作品解説 「プチ・パンドラ」

 今を遡る事10数年。(株)一水社から出版されていたマンガ雑誌「プチ・パンドラ」(1984〜87年。12号まで不定期刊行された)で、森野先生は「万寺タツヤ」というペンネームでデビューされた。

 その当時、万寺センセイは妖怪マンガの巨匠「水木しげる」先生の門下生、即ち水木プロの社員であった。

 デビューでイキナリの連載をかかえた万寺センセイは、“水木”で鍛えられた敏腕を奮いつつ、独自のセンスのスパイスをきかせ、次々に傑作を発表していったのである。ただ、発表媒体である「プチ・パンドラ」が亜流誌(所謂成年コミック)であったため、同誌に掲載されている他のエロマンガの中に埋没していたのも事実である。(成年コミックの主役は、あくまでもエロマンガなので仕方ないのではあるが・・・)

 だが、実力派である万寺センセイがそのまま埋もれてしまうわけが無かった!「プチ・パンドラ」休刊以降にも万寺センセイに出版ギョーカイからお声がかかり続けて現在に至っているのが何よりの証拠ではないか!見ている人はヤハリ見ているのだ!
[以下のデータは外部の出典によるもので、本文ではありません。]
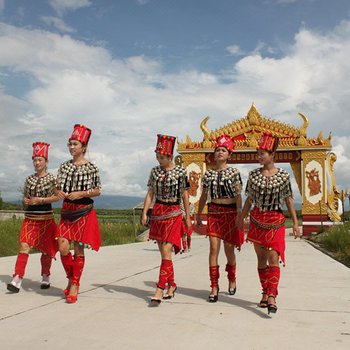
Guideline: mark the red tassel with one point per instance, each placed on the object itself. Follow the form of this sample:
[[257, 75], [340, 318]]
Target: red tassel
[[273, 280], [214, 274], [46, 261], [166, 274], [21, 263], [263, 275], [231, 272], [67, 262], [78, 267]]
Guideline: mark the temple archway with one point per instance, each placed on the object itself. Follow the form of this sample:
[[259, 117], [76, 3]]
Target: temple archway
[[311, 160]]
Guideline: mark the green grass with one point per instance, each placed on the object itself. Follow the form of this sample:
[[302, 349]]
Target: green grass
[[336, 241], [115, 229], [9, 233]]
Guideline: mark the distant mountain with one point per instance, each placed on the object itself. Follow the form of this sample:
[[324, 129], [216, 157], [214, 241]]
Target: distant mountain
[[116, 202]]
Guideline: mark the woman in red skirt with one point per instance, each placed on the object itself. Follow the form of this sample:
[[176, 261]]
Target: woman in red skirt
[[267, 189], [168, 184], [78, 181], [222, 187], [39, 228]]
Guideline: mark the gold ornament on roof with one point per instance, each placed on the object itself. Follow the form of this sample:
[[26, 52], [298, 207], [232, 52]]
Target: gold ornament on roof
[[246, 131]]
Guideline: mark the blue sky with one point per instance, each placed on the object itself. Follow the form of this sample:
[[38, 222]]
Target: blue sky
[[130, 69]]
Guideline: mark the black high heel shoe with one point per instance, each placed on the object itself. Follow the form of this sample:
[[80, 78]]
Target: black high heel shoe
[[232, 291], [169, 296], [156, 301], [213, 298], [271, 308], [263, 303]]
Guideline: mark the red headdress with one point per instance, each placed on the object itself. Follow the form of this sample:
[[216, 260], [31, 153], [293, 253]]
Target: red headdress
[[225, 141], [81, 133], [41, 149], [165, 144], [268, 142]]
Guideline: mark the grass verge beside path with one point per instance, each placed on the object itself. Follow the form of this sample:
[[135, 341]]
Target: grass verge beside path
[[335, 242], [116, 228]]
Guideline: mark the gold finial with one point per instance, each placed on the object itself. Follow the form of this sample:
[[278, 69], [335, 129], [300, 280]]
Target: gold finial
[[253, 115], [206, 132]]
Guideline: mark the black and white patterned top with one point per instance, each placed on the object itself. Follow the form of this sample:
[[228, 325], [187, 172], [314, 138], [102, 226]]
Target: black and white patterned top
[[269, 192], [37, 186], [168, 185], [225, 183], [71, 177]]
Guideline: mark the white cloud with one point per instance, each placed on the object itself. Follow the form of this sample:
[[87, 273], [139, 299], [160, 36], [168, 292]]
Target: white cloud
[[61, 6], [57, 23], [126, 102], [234, 50], [143, 2]]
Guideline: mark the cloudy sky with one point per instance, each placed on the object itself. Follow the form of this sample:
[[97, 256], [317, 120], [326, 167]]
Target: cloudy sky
[[130, 69]]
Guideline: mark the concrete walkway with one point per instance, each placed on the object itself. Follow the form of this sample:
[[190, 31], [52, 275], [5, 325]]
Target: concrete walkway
[[113, 310]]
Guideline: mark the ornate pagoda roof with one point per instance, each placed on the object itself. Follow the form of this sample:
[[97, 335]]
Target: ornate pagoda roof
[[246, 133]]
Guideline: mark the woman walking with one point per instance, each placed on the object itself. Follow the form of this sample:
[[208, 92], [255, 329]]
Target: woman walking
[[167, 184], [78, 181], [39, 228], [267, 189], [222, 188]]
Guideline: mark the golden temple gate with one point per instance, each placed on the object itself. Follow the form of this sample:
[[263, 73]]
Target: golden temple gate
[[311, 161]]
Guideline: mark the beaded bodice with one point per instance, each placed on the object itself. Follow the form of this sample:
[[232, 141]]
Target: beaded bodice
[[168, 185], [72, 177], [268, 192], [225, 183]]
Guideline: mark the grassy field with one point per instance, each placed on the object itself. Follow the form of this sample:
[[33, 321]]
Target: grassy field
[[336, 242], [116, 228]]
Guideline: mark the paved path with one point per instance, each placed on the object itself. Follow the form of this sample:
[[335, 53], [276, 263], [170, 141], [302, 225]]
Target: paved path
[[113, 308]]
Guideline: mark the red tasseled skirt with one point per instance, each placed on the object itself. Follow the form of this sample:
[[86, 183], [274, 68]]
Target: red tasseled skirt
[[84, 230], [40, 234], [166, 225], [222, 224], [269, 238]]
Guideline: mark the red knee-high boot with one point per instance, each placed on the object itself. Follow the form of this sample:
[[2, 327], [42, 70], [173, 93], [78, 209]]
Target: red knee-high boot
[[46, 261], [171, 276], [273, 280], [67, 262], [263, 275], [214, 274], [231, 275], [21, 263], [164, 273], [78, 267]]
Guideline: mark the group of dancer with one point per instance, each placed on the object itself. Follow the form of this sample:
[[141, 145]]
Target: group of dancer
[[76, 183], [267, 189]]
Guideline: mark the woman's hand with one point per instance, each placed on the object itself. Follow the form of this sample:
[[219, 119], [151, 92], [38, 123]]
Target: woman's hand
[[33, 201], [144, 219], [296, 231], [188, 222], [240, 221], [60, 194], [75, 195], [199, 220]]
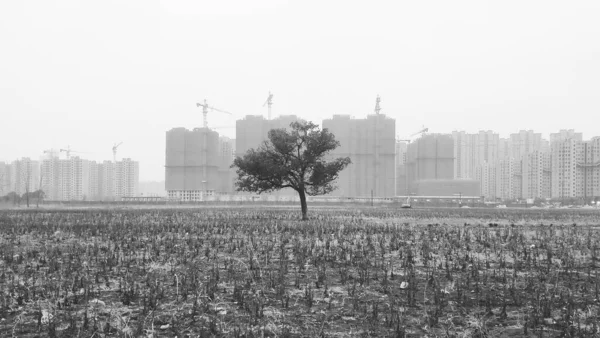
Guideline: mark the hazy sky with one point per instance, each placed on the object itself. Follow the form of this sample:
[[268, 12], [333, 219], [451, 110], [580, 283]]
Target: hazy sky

 そんな当時の作品は、現在入手困難であるのだが、掲載された各作品を解説紹介させていただきたく思う。


「文明快化」
 望み通りの地位を得られる「百成座の壷」を探し求める素浪人「多雷珠石(たらいぎょくせき)」は、その持ち主である正体不明の「夢魔王(むまおう)」と対決する。夢魔王は、日本の西洋化を嫌い、異文化の恐怖を見せ付けるという名目で村の人々を悩ませていたのだ。村人との協力でナントカ夢魔王を倒し、壷を手に入れた珠石。しかし、占い師が壷をイキナリ割ってしまう。それは、その壷を手にした者は夢魔王となってしまう、という末路がまっているからなのだが、珠石は納得がいかず、その村を後にしたのだった。


「墓場の少女 蚊取」
 ある村に住む少女蚊取は、昔お世話になった遺族のおぼっちゃんを「預か」り細々と暮らしていました。しかし、貧乏のため万引きや髪を売ったりして生活していました。ある冬の寒い日、八ツ目ウナギを取りに行った時の事です。あやまってソレに処女を奪われ、帰り道に坊主に強姦され不老不死の霊薬を飲まされたのでした。クリスマスの夜、蚊取の家へチョコレートが放り込まれました。喜んで食べるおぼっちゃん。しかし、毒入りだったため、即死してしまいます。途方に暮れる蚊取の前にイキナリ現れる八ツ目ウナギ男!「万引き娘に天誅!」と、哀れ蚊取は首だけになってしまいますが、死ぬこともできず「生」を噛みしめるのでした。
 タイトルからも想像出来るように某名作アニメのパロディ風。その実パワー溢れるギャグマンガなのだが、全体的にダークな笑いが漂う一作。


「核 大変」
 五日もメシ抜きで行き倒れる主人公「桜甚六」は八重山諸島を旅行中、劇団「溺恋一座」に助けられる。その劇団は、最近「餅肌財閥」のおぼっちゃまから原発をつくるために立ち退きを迫られていた。おぼっちゃまは説明会と称して全島民を公民館に集め、核融合炉「ベティさん一号炉」で一掃するつもりでいた。しかし、誤っておぼっちゃま自身が核融合炉に落ちてしまいモンスターに変身してしまうが、桜の水牛クソ爆弾によって倒される。
 全編通して一貫した毒々しさが「ここち良い」秀作。


「WUXI」
 時は大戦中。「世界」を知りたいがために軍人になりたがらない青年信介は父親の反対を押し切って日本を出航した。だが、その船は沈没。やがて信介は親切な中国人に助けられ色々と世話になる。そのうち、大名人の筆による「目玉の無い幻獣」の名画を見せられるが、信介はつい、目玉を入れてしまう。そうこうしている時に、地元ヤクザが押し入って来て中国人の娘をさらっていってしまった。信介は刀を引っさげ助けに行くが、あっさりやられてしまう。しかし、苦し紛れに放った筆が奇跡を呼び起こし、大名人の「幻獣」を召喚、ヤクザを一掃する。あぁ、ペンは剣よりも強しか。
 「当時は“怒り”しかなかった(笑)」と語る万タツ作品群の中でも異色な哀愁漂う傑作。